News

Pandemic perspectives: Community development in the time of COVID-19

Gerald Dragon

Since March 2020, the Community Development and Engagement team (CDE) at the Sandy Hill Community Health Centre has had to adapt to the reality of how we provide services within the context of COVID-19. In a usual situation we might have been attending meetings, coordinating after-school programs, or supporting a partner agency and their initiative in the Strathcona Heights neighborhood. As a Community Development Worker, where the raison d’etre is to be out in the community engaging with residents and working alongside them to find solutions to issues being identified, this was a challenge early on in the pandemic. While we’ve had some successes along the way, we’re continuing to learn as time goes on. There’s a certainty that the future of our work has forever been changed.

Below are several CDE initiatives which were re-imagined with restrictions in mind; they have either already taken place or will be happening in the near future.

Together ApART mural: The Sandy Hill Community Health Centre along with artist Claudia Salguero invited 32 Sandy Hill residents to work separately, yet collaboratively, to create a mural that would be installed in Strathcona Heights. Participants received a copy of their segment of the mural outline, paints and brushes, and a canvas on which to work. Guided by a video Claudia created to outline the process, participants brought their own creative vision to their piece of the mural “puzzle.” The canvases were then collected, and Claudia used her years of mural creation experience to connect them into one beautiful piece. The canvas was then photographed, and the image printed onto an aluminum panel and installed in the neighbourhood.

Let’s Get Cooking: Working with the Centre’s Dietician, Stephanie Cyr, we will be registering between 10 and 12 families to participate in a fun family lunch event for three days during the April break. Each household will receive the ingredients necessary to prepare the various recipes they’ll be tasked with creating. Participants, through a Zoom link, will be cooking along with Stephanie who will be stationed in the first-floor kitchen of the SHCHC.

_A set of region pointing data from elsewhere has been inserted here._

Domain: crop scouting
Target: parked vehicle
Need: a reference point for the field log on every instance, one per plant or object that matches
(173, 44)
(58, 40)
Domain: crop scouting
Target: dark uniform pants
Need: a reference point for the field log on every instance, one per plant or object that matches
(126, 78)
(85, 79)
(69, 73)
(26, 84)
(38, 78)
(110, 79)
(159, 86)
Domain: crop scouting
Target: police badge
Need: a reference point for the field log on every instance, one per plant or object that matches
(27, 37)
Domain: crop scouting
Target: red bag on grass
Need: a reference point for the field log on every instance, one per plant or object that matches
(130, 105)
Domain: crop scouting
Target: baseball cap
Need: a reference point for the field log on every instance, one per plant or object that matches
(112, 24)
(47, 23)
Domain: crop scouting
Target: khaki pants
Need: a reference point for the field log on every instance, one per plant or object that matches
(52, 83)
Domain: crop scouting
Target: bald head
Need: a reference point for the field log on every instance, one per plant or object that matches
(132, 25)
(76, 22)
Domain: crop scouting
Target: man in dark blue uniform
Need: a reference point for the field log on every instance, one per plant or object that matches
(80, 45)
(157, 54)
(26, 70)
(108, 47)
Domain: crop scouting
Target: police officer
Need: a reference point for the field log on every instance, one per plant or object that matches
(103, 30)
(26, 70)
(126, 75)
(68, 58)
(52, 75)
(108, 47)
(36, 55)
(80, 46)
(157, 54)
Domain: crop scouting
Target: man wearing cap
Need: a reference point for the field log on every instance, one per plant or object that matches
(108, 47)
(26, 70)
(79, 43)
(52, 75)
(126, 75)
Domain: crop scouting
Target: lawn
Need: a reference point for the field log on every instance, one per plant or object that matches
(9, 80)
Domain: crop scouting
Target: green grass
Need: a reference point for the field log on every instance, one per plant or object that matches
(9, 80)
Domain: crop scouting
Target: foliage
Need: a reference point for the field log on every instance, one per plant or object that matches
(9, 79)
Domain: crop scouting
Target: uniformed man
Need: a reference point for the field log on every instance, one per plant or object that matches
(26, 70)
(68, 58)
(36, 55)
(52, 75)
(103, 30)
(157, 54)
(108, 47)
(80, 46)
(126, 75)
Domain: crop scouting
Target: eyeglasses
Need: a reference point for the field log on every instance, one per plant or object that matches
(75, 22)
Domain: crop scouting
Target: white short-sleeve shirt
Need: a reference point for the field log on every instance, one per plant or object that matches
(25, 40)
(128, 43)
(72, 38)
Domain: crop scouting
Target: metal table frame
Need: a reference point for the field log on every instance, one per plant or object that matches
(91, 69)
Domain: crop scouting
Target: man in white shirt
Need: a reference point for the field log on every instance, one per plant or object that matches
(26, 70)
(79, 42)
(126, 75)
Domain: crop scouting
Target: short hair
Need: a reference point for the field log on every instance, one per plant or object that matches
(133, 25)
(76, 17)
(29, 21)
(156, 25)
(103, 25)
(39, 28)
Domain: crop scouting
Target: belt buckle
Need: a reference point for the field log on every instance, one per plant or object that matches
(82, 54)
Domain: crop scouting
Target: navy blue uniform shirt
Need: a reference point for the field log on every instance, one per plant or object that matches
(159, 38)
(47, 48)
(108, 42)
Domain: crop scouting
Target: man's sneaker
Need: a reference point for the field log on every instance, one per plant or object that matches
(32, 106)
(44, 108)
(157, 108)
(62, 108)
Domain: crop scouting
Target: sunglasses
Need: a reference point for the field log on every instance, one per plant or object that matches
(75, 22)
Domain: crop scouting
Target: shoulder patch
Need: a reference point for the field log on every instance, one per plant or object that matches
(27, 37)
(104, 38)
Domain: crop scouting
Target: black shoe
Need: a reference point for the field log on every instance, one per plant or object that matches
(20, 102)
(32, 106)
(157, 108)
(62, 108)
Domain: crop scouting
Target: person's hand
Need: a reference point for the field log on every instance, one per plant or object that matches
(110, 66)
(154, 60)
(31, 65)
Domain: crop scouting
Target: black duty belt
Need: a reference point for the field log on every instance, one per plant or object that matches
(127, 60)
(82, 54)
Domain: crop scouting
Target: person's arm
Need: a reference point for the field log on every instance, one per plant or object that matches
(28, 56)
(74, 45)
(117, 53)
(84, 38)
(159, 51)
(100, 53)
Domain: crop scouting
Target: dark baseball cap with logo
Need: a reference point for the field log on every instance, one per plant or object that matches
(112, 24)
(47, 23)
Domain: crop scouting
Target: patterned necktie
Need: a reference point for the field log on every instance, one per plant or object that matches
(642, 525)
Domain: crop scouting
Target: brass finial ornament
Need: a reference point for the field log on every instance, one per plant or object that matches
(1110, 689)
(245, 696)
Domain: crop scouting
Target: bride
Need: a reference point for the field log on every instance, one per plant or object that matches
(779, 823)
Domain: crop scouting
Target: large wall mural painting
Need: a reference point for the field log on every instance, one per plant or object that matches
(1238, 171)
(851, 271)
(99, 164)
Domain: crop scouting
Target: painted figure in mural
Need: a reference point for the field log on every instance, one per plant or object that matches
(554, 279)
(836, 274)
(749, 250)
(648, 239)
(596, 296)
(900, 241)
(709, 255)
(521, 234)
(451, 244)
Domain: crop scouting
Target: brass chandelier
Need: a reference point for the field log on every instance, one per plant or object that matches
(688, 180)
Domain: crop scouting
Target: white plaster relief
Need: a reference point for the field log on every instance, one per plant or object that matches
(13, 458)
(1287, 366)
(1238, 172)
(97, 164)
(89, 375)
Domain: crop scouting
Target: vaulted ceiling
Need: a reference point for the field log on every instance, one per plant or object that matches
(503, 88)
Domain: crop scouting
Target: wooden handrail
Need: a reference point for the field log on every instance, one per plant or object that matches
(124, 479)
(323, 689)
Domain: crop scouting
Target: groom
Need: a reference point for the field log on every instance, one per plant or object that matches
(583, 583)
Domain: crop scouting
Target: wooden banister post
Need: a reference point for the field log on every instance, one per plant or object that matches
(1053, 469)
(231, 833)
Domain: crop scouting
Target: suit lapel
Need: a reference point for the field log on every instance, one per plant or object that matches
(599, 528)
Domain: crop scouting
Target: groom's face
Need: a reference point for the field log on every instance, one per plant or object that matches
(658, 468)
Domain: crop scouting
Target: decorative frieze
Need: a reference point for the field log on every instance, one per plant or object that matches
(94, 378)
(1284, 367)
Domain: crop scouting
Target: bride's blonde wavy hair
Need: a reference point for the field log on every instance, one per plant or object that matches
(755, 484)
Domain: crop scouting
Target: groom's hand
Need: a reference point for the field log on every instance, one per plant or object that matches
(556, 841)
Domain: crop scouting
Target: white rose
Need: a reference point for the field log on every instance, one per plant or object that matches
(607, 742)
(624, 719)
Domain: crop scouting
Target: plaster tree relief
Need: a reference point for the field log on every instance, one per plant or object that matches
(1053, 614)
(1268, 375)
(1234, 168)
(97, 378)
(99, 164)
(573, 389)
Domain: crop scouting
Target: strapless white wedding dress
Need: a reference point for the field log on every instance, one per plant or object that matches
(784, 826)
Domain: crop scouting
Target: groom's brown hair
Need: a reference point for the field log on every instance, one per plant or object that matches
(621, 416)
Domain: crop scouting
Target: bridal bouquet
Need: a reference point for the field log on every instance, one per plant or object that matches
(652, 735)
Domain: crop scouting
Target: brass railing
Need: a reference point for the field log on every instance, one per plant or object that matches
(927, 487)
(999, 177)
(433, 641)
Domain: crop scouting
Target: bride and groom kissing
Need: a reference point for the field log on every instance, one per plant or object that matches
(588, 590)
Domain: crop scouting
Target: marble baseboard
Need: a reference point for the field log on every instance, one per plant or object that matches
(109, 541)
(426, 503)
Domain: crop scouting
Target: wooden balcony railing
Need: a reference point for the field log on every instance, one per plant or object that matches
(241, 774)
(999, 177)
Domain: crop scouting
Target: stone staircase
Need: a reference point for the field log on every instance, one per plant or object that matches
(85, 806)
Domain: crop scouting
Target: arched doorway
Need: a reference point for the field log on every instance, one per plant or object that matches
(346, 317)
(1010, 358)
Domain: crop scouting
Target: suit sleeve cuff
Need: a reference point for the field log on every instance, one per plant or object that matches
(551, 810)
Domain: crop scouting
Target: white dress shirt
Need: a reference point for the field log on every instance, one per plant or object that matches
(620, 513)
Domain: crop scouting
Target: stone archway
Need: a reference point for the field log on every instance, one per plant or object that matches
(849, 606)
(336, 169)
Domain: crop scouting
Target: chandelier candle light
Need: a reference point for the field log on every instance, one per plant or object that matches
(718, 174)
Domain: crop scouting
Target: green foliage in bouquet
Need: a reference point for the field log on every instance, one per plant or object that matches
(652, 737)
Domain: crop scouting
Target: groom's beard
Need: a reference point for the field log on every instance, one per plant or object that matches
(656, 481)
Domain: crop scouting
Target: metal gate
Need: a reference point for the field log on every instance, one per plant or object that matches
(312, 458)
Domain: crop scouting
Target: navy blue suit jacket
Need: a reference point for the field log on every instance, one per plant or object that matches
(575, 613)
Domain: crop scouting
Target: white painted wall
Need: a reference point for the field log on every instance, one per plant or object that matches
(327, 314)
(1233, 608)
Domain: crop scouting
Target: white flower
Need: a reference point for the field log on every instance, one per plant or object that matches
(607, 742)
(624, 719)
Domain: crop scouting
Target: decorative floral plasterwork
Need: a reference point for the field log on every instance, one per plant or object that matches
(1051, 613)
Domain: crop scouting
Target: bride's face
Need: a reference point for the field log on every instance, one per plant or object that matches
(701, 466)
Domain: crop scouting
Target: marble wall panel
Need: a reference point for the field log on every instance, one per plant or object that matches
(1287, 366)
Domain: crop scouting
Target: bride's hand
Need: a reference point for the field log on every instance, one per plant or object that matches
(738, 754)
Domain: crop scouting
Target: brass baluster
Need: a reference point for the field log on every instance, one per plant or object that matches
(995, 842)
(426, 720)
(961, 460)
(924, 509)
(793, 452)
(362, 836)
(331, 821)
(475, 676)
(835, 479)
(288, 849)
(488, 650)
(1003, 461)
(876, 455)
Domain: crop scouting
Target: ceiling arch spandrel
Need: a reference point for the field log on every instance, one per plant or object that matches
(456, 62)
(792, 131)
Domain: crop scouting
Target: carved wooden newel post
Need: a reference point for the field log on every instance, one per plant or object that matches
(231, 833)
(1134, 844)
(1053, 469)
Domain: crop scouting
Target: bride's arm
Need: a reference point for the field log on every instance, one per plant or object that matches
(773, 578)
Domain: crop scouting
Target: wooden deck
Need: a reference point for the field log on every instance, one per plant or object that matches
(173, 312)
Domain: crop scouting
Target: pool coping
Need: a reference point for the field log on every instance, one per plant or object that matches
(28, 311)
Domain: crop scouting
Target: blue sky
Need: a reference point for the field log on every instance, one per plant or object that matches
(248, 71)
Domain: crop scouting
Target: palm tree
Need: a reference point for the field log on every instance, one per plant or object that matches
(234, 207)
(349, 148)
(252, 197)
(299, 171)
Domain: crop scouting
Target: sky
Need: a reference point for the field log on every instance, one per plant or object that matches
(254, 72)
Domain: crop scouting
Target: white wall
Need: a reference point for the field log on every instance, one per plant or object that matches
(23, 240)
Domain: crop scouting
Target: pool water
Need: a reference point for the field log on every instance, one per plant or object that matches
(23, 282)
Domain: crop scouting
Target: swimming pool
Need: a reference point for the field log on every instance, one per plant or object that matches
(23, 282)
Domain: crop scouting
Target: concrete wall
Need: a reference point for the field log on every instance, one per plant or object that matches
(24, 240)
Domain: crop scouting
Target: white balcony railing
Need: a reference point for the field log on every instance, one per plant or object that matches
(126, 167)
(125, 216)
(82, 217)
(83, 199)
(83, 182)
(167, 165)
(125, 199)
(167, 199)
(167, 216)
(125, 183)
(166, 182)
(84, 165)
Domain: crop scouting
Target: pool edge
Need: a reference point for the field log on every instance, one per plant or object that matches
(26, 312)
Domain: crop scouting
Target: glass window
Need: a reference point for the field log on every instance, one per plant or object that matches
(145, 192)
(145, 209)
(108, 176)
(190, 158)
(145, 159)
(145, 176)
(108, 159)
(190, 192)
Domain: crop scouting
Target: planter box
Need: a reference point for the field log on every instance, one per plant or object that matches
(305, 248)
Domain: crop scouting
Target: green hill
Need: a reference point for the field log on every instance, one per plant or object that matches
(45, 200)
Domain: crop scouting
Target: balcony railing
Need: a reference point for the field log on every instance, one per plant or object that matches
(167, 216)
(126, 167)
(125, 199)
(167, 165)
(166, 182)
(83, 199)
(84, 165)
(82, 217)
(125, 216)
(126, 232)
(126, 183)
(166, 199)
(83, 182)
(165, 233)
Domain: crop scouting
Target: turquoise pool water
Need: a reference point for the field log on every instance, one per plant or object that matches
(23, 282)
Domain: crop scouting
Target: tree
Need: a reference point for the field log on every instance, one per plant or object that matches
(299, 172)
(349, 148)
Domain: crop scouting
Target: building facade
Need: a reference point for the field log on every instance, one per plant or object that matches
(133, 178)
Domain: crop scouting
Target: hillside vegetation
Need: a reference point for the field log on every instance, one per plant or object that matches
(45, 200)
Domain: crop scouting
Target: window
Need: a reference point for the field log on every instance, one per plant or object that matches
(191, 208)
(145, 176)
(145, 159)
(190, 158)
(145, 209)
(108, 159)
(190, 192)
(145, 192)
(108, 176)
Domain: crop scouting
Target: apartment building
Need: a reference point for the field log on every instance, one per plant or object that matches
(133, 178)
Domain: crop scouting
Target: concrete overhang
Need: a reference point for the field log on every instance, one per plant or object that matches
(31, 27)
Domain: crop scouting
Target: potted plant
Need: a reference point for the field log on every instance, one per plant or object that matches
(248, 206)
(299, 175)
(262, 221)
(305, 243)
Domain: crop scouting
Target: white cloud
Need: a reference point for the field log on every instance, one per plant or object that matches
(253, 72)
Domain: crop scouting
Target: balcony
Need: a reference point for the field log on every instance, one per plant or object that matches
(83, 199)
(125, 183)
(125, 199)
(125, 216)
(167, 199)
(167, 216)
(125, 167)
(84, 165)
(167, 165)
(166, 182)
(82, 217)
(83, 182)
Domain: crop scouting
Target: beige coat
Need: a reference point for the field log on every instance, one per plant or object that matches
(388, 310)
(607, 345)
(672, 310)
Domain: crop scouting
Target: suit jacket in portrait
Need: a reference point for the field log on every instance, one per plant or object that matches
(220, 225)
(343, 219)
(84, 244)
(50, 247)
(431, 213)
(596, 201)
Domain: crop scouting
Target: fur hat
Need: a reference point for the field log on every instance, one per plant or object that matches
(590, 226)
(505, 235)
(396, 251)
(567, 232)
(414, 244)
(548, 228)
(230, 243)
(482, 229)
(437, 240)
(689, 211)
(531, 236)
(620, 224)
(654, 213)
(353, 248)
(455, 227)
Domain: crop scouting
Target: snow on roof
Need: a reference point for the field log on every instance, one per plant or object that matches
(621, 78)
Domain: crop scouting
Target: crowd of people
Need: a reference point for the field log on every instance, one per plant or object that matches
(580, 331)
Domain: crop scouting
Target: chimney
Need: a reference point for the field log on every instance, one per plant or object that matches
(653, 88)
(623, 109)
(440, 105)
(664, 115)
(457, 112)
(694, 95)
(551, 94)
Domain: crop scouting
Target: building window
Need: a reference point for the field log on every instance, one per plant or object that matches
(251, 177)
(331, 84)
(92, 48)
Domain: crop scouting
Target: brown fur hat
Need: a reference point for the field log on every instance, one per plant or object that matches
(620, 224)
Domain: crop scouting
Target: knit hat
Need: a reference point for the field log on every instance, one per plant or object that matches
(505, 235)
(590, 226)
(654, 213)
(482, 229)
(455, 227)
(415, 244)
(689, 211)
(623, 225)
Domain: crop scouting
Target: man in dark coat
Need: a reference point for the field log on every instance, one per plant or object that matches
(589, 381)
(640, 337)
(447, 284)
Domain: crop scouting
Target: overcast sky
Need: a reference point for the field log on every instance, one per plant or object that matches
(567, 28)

I Love to Dance: The City of Ottawa program typically has nearly 50 participants registered when done in person. This first virtual pilot session will be limited to 12 participants between the ages of 8-12, who will follow the instructor’s moves as they build a choreographed dance.

Strathcona Heights Gathering Garden: With funding from the TD Environmental Leaders Program through the Michaëlle Jean Centre for Global and Community Engagement, Strathcona Heights residents will be working with SHCHC, Ottawa Community Housing, and students from the University of Ottawa. The project will focus on strategies to increase community gardening activities in the neighborhood.

The list of activities demonstrates that despite the challenges we’re currently facing, there remain opportunities for engagement; while we’re being asked to keep six feet apart, we must still find ways of coming together.

Gerald Dragon is on the Community Development and Engagement team with the Sandy Hill Community Health Centre.